Kirti let out a huge sigh. “Yes. We were to meet at the courthouse a week and a half ago. He met my mother and I at our apartment—”
I couldn’t help blurting out, “Wait, your mother? You said your parents didn’t approve.”
“My mother changed her mind after he proposed. She said that all that mattered was that I was happy. But he forgot the wedding rings, so he had to go back to his apartment. He put my mother and I in a cab and said he’d meet us at the courthouse.” Her lips started trembling. “I never saw him again. We waited at the courthouse for hours, and I texted him, but nothing! I’ve been texting him, and I even sent him an email and left him a note on Facebook, even though he doesn’t check either of them all that often.

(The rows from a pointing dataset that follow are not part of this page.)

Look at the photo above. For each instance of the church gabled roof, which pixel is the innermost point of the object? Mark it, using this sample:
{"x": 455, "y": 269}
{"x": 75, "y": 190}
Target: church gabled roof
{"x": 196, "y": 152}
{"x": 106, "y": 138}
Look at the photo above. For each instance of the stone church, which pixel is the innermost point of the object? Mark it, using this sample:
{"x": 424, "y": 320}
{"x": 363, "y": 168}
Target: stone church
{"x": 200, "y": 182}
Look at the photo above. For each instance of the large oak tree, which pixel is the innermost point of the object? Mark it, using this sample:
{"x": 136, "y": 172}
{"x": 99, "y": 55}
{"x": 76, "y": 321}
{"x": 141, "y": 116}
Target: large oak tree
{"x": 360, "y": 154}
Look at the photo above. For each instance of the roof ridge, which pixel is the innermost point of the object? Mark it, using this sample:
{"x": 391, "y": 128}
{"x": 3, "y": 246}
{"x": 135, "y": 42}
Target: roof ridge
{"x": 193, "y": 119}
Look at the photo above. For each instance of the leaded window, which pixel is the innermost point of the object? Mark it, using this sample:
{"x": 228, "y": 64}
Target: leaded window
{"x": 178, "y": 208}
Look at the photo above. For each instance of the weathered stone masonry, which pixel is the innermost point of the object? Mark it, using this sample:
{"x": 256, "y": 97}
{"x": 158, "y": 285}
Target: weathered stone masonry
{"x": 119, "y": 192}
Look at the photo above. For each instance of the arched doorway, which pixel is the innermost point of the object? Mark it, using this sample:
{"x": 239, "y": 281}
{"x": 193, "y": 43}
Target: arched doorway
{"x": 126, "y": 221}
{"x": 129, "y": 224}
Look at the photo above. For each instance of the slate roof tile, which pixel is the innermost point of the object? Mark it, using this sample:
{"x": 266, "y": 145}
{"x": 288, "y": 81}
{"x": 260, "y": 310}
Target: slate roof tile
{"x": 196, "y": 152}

Nothing.”
“Did you try going to his place?” I asked.
“I’m not sure where it is,” Kirti said ruefully. “He said he lives in Harlem, but I never went to his apartment. He shares it with two other men, and he says they’ve agreed never to bring anyone home.”
Shirley stared at the floor for a couple seconds, and then looked up. “Do you have pictures of José and of your parents?”
“Of course, I’ve got them on my phone.” Kirti frowned. “Why my parents?”
“It will help me with the investigation,” Shirley said, and then gave Kirti her number so she could text the pictures.